The Wiltshire Police – following the illegal suspension of Jersey Police Chief Graham Power – became employed by the Jersey establishment to carry-out what transpired to be a fake, oppressive “disciplinary” review of Mr Power’s conduct. Yet the Wiltshire Police Force failed – failed throughout, and till this day – to declare the plain conflict of interest contaminating the Wiltshire Force; those extant conflicts of interest – such as burying abuse complaints involving Heath and intimidating complainers – and doing “deals” with charge / plea bargainers who might have become so uppity as to name abusers and want them brought to trial.
So, you’re wondering if the allegations of child-abuse against Ted Heath are true – are accurate?

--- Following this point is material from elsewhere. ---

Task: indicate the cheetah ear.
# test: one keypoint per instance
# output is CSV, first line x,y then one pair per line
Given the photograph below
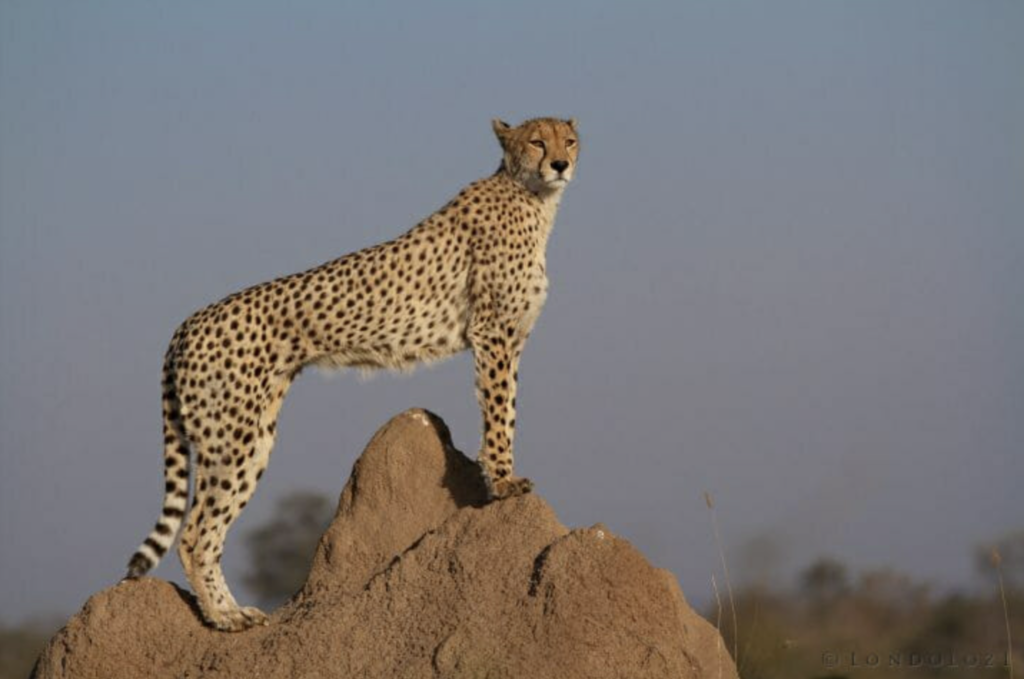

Actually, there’s a simpler – more basic and fundamental question you can ask first: ‘in the face of such allegations, does it appear that law-enforcement and other state agencies have acted unbiasedly – have acted lawfully – in investigating such claims?’
If the answer is plainly ‘no’ – and it is no, evidencedly, in respect of the Wiltshire Police Force and that organisation’s role in sabotaging the Jersey child-abuse investigations in which the likes of Savile and Heath were ‘in-the-frame’ – then we see an established fact – hiding in plain sight; a fact which does not require proof of Heath’s guilt in order to be damning.
What we see – in plain sight – are the highest and most powerful law-enforcement agencies of the British state being sufficiently terrified of even the possibility that Ted Heath might have been a child-abuser- engaging in illegal conspiracies to sabotage investigations which might have shown him to be so.
In so many ways, the cover-ups – especially at such high, state level – are now more serious – far more serious – for the British state.